Member of the Louisiana Board of Regents for Higher Education
- In office 1977–1989

Personal details
- Born: Edith Aurelia Killgore November 14, 1918 Lisbon, Louisiana
- Died: April 15, 2014 (aged 95) Baton Rouge, Louisiana
- Party: Democratic
- Spouse: Claude Kirkpatrick (1917–1997; married 1938–his death)

= Edith Killgore Kirkpatrick =

American educator and politician

Edith Aurelia Killgore Kirkpatrick (November 14, 1918 – April 15, 2014) was an American music educator and politician who served on the Louisiana Board of Regents for Higher Education from 1977 to 1989.

==Biography==
Born in Lisbon, Louisiana, (Note: Her family plantation, the Killgore House, is certified by the National Register of Historic Places.) she studied at Louisiana College (where she graduated as the Class of 1938 Valedictorian and with a Bachelor of Arts), Juilliard School, and Louisiana State University and was a music teacher at McNeese State University and a Baptist choir director.

She was appointed to the newly created Louisiana Board of Regents by Governor Edwin Washington Edwards and served until 1990.

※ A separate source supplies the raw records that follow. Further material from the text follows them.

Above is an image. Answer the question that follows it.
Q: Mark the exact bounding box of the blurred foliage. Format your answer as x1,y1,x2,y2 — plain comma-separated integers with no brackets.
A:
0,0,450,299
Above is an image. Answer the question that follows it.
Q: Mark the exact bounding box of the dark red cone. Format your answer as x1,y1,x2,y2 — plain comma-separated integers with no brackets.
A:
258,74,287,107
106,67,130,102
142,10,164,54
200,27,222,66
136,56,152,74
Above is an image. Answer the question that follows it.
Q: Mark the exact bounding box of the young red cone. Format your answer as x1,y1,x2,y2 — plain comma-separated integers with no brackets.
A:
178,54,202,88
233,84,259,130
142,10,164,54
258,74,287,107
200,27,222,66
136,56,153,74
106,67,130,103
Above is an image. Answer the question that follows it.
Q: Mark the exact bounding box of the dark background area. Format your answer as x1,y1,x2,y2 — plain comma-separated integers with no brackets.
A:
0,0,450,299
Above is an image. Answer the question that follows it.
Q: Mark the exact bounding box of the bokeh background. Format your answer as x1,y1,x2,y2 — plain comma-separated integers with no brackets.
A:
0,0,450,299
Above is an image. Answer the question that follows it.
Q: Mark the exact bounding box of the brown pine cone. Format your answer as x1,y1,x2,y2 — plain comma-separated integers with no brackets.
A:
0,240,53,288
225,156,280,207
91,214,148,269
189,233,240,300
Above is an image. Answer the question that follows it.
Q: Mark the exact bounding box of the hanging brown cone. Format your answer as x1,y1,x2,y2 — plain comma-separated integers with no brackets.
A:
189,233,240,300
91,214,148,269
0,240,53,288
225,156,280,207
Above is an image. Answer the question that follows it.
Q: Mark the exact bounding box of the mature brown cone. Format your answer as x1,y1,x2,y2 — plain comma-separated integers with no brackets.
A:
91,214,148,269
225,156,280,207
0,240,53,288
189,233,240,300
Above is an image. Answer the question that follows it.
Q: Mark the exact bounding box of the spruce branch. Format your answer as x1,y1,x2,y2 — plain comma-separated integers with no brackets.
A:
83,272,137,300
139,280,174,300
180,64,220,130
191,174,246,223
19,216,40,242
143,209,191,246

She had four children with her husband, state representative Claude Kirkpatrick. Their daughter-in-law, Sandra Futrell, is the daughter of the Mayor of Pineville, Louisiana, P. Elmo Futrell Jr. She published a songbook, Louisiana Let's Sing, during her husband's 1963 gubernatorial campaign.

Her alma mater, LSU, awarded Kirkpatrick a Distinguished Alumni Award and an honorary doctorate, and along with LSU offers an endowed music professorship named after her.

She died on April 18, 2014.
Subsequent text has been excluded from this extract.